There is an ancient principle that ensures wealth and success that I seldom see applied in current day and time. I believe that it is a real treasured secret that works in the favor of those who understand and apply it. I call it the “principle of honor.”
In 2005, there was a movie nominated for a Golden Globe that first prompted me to begin studying this principle. If you haven’t seen Hotel Rwanda, I recommend it to anyone in a position of management and leadership. It’s a true story of a hotel manager named Paul, who went to extreme measures to honor every guest who entered there. During the years that he and his employees invested sweat and resources in honoring everyone that came across their paths, they were actually building equity in their future success. For those of you who haven’t seen the movie, I will leave you hanging here and leave it up to you to watch it.
Just this year, I was reunited with a childhood acquaintance that wanted to start a business. He shared his concept with me, and I encouraged him and aided in making some provisions so that his concept could ‘make it’. In judging the influence of his competition and the economic challenges that we were all up against as a nation, I underestimated the level of success he would achieve in such a short amount of time.
In his case, the odds were stacked a little high.
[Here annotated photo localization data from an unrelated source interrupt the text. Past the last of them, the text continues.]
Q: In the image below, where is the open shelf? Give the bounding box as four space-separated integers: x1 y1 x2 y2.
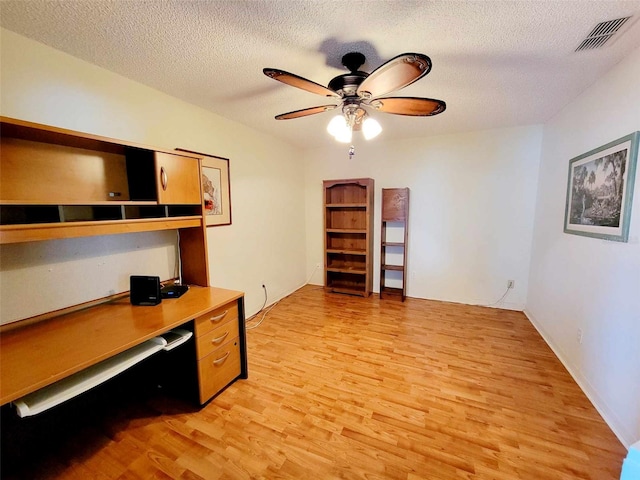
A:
325 271 368 296
0 116 204 246
0 216 202 244
380 286 405 298
327 248 368 276
325 203 367 208
327 267 367 274
326 228 367 234
0 203 202 244
381 264 404 271
326 248 366 255
382 242 405 248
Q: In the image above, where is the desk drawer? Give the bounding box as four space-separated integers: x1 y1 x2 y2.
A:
197 338 241 404
196 319 240 360
194 301 238 337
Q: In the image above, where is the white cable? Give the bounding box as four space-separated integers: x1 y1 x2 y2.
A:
246 263 322 330
176 230 183 285
246 301 279 330
251 285 268 319
245 264 322 330
483 287 511 307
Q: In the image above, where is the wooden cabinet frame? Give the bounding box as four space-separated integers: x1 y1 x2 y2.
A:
0 116 210 286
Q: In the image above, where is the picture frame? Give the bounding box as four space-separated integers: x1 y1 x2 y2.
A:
563 131 639 242
176 149 232 227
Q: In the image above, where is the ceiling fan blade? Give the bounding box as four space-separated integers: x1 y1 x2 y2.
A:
357 53 432 99
264 68 339 97
275 104 338 120
371 97 446 116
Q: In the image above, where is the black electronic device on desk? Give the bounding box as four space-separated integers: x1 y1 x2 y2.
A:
130 275 162 306
161 284 189 299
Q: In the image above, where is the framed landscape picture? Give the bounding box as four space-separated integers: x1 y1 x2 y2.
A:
564 131 639 242
176 149 231 227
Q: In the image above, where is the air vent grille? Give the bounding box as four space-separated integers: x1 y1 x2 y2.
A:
576 16 631 51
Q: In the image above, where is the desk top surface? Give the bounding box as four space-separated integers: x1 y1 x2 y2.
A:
0 286 243 405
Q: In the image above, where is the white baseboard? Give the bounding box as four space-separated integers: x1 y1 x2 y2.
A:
524 309 633 449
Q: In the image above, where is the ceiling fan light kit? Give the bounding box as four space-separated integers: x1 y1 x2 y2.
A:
263 51 446 145
327 115 351 143
362 117 382 140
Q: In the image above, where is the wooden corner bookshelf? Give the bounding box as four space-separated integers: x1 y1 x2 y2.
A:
323 178 374 297
380 188 409 301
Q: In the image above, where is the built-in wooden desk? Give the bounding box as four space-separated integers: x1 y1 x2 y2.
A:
0 286 247 408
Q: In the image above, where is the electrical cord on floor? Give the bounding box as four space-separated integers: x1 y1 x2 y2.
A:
246 284 276 330
246 301 279 330
483 286 511 307
245 264 323 330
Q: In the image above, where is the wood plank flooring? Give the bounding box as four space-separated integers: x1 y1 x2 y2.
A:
1 286 626 479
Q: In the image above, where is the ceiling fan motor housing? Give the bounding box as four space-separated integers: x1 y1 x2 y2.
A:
328 72 368 96
328 52 370 96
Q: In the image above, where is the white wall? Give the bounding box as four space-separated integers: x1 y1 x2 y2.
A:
304 125 542 310
0 29 308 322
526 45 640 447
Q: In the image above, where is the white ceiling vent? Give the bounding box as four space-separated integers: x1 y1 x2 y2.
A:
575 16 632 51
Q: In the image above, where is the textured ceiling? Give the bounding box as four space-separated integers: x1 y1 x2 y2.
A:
1 1 640 149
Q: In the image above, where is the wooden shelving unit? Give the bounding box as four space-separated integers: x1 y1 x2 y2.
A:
0 116 209 286
380 188 409 301
323 178 374 297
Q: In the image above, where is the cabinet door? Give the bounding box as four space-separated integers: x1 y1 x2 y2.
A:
155 152 201 204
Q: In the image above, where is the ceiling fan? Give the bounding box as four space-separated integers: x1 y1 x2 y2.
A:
263 52 446 143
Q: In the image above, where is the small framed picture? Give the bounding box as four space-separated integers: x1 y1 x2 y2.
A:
176 149 231 227
564 132 638 242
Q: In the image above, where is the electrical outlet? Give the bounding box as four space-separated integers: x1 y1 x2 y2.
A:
316 262 322 269
507 280 515 289
577 328 583 344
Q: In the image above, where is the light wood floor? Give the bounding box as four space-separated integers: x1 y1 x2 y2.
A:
1 286 626 479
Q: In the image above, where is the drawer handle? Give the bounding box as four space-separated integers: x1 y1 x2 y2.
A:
209 310 228 322
160 166 168 191
212 351 230 366
211 331 229 345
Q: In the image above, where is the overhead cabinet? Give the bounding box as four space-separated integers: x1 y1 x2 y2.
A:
0 117 203 245
323 178 374 297
0 116 209 286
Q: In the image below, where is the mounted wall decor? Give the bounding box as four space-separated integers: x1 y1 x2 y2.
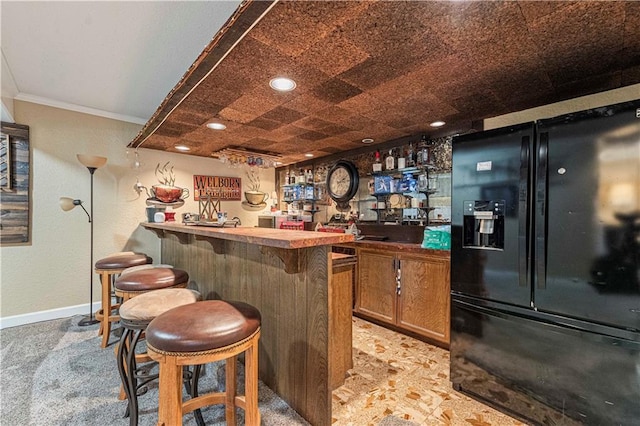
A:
193 175 241 201
0 122 30 245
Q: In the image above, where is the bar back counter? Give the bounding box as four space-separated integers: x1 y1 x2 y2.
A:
142 222 355 426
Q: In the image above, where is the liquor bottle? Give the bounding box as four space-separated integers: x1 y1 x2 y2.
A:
406 143 415 168
373 150 383 172
306 169 313 184
417 135 429 166
385 149 395 171
285 169 290 185
397 145 406 169
298 169 305 184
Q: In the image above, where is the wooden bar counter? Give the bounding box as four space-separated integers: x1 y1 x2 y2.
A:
142 222 355 426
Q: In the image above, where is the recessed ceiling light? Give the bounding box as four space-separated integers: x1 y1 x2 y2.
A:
304 153 314 158
430 120 446 127
269 77 296 92
206 122 226 130
362 138 374 144
174 144 191 152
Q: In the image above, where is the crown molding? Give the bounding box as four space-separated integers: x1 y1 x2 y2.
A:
13 93 148 125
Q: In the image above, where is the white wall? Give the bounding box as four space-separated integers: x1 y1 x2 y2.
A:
0 101 274 327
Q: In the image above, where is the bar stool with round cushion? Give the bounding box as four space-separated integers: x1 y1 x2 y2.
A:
146 300 261 426
95 252 152 348
114 267 189 303
112 265 189 404
117 288 202 426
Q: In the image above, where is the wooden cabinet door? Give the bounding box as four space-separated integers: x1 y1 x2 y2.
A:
397 253 451 344
355 249 397 324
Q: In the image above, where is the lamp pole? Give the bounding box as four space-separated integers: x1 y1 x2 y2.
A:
75 154 106 326
78 166 99 326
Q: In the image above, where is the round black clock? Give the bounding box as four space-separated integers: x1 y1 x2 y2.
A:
326 160 359 204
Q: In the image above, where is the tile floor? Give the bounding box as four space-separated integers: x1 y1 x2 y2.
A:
332 317 526 425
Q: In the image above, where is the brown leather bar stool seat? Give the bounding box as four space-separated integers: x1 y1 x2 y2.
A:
147 300 262 426
114 267 189 302
95 252 152 348
117 288 202 426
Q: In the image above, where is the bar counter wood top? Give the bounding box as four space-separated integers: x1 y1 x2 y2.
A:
142 221 355 248
141 221 354 426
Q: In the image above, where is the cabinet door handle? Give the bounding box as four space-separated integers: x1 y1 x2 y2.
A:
396 260 401 295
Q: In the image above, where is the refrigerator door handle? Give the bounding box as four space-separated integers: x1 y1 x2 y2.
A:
518 135 530 288
536 132 548 289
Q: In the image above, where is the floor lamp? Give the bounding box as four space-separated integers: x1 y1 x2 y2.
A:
59 154 107 326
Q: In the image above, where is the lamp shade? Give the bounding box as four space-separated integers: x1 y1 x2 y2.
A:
77 154 107 169
59 197 79 211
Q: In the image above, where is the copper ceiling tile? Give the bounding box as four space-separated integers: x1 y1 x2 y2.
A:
298 130 329 142
296 29 371 78
219 107 258 124
622 65 640 86
264 125 310 141
283 92 333 114
527 2 625 84
319 124 353 136
260 106 306 124
246 117 283 132
228 87 282 117
183 78 243 110
622 2 640 66
312 77 363 104
168 109 215 127
337 92 390 117
294 0 374 29
293 116 334 132
249 1 333 58
517 1 577 24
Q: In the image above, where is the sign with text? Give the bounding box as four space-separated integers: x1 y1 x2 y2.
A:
193 175 242 201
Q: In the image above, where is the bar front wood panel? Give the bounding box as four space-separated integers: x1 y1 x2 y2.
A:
160 232 331 426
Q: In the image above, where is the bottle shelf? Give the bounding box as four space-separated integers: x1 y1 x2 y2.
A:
283 198 320 203
283 183 315 188
369 164 435 177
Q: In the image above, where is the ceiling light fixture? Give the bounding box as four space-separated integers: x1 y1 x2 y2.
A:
206 122 226 130
362 138 374 144
304 153 314 158
175 144 191 152
430 120 446 127
269 77 296 92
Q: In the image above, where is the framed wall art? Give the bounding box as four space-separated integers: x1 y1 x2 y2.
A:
0 122 30 245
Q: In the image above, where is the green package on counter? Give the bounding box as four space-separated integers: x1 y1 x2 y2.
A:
422 225 451 250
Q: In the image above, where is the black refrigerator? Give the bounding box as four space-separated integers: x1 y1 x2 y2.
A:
450 100 640 425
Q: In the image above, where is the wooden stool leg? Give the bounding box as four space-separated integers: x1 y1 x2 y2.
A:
244 343 260 426
157 357 183 426
100 272 112 348
225 356 237 424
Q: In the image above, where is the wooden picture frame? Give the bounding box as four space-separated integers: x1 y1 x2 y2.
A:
1 122 31 245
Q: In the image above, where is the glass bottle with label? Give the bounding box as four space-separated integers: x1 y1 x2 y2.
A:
417 135 429 166
373 150 382 172
385 149 395 171
406 143 415 168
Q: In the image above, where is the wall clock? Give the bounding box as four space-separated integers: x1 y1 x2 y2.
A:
326 160 359 205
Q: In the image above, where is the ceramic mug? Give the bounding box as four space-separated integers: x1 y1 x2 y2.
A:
217 212 227 224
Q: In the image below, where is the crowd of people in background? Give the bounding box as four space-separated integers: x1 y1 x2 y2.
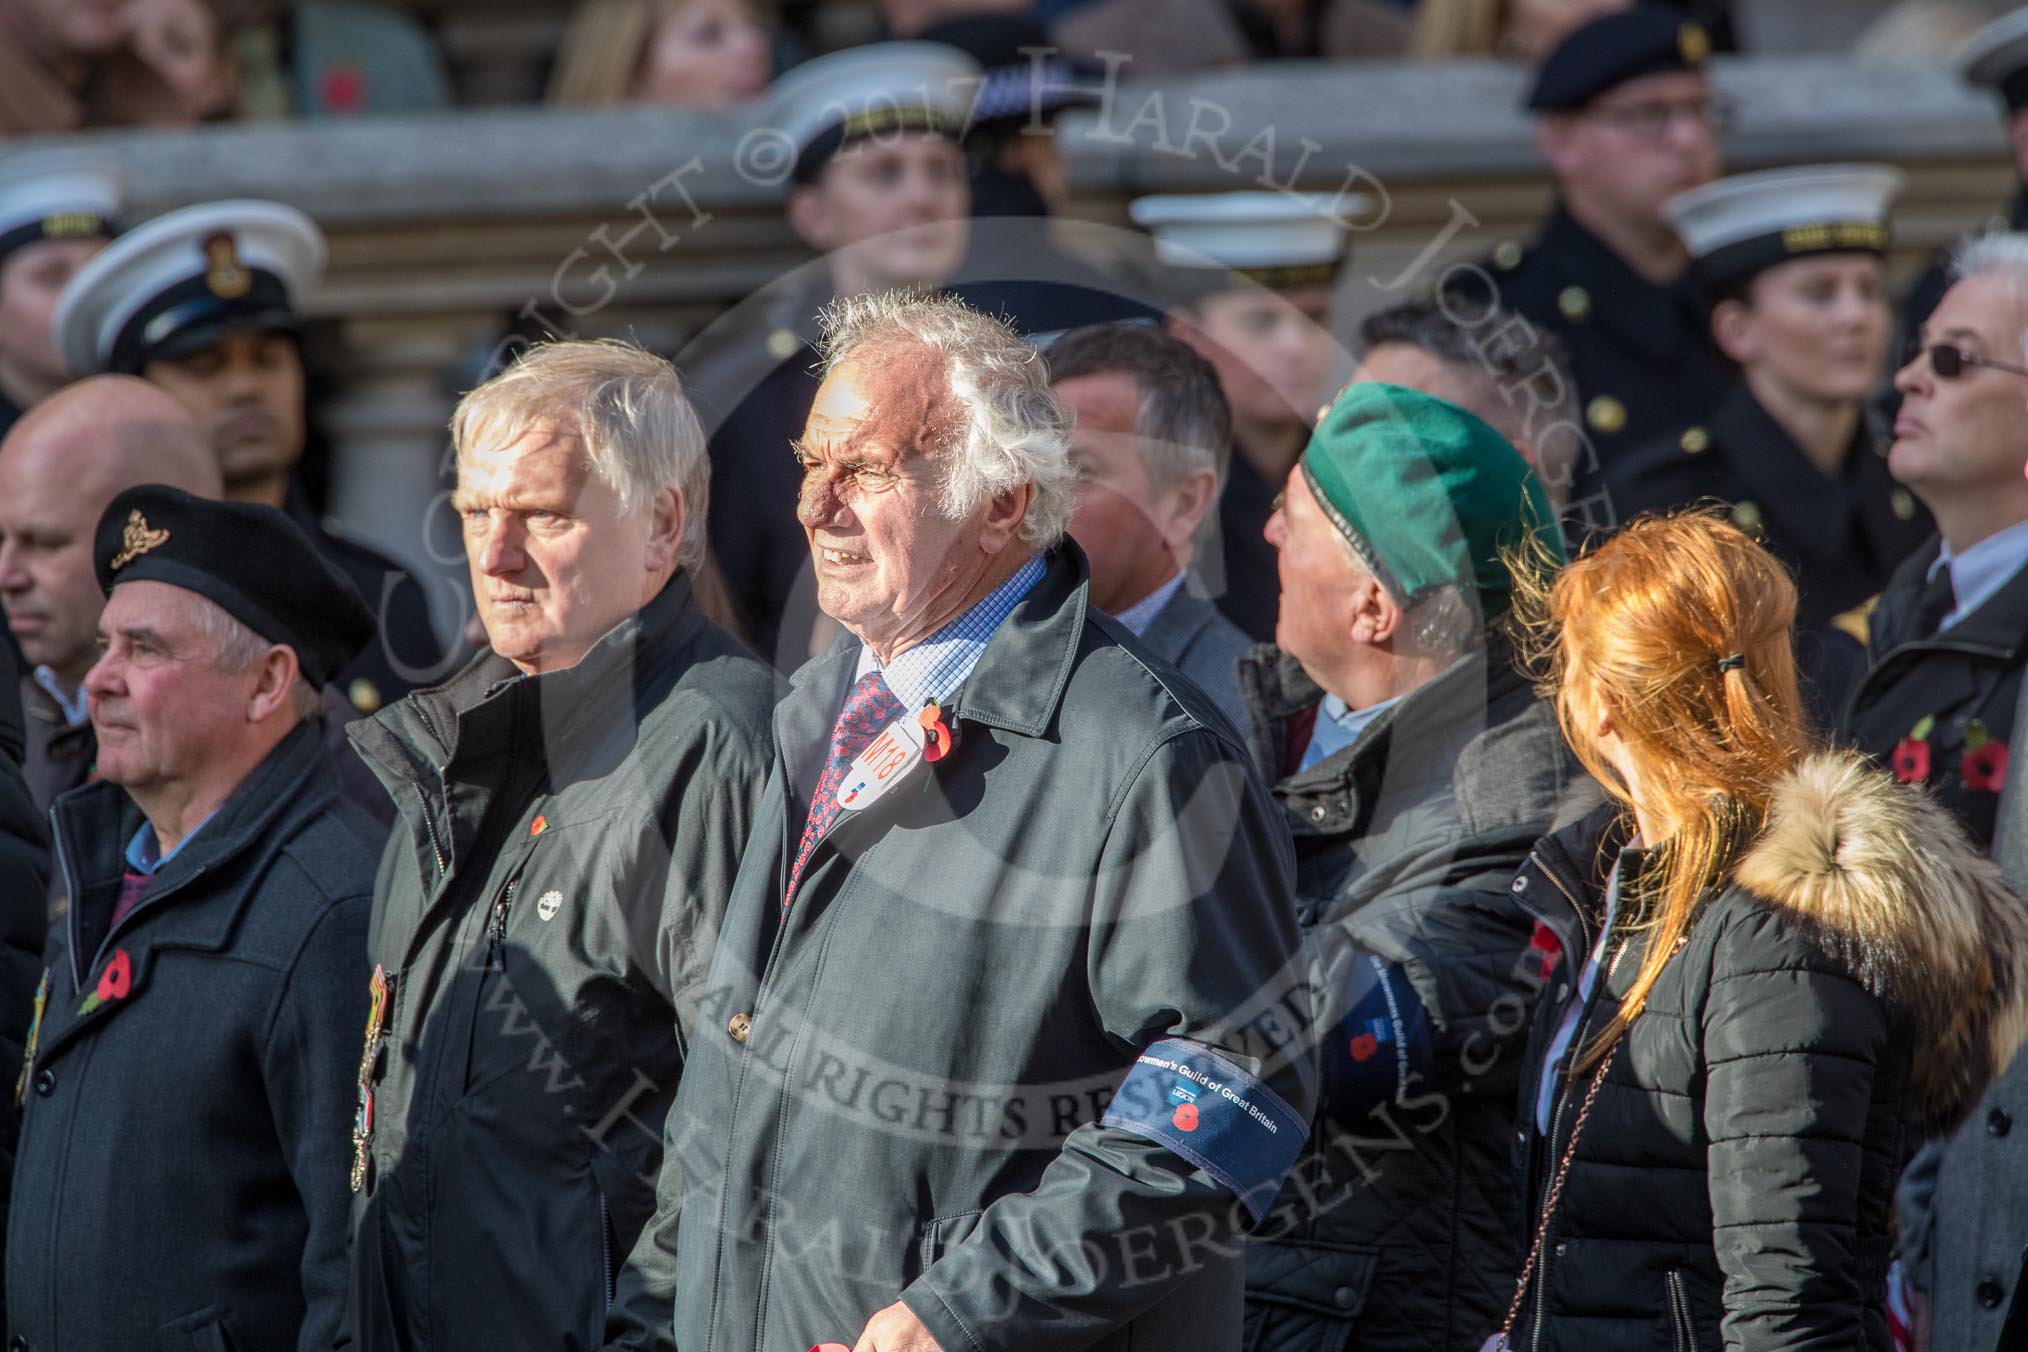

He had a secret for achieving success that most people would never consider–the “principle of honor.” From the first day he launched his business, he began honoring each of his clients and doing everything within his power to ensure their complete satisfaction. As I sit here now and share this with you, unemployment rates in our area exceed that of our state and nation; yet, this young entrepreneur, still in his first year, has secured a second location to expand his business.
He hasn’t invested a tremendous amount of borrowed money, and his investment has been honoring. I have spoken with several of his customers who have been so pleased with the service he provides that they continue to come back and bring friends. I have asked them what it is that makes them return. Every one of them has responded in the same way–“the way they make you feel.”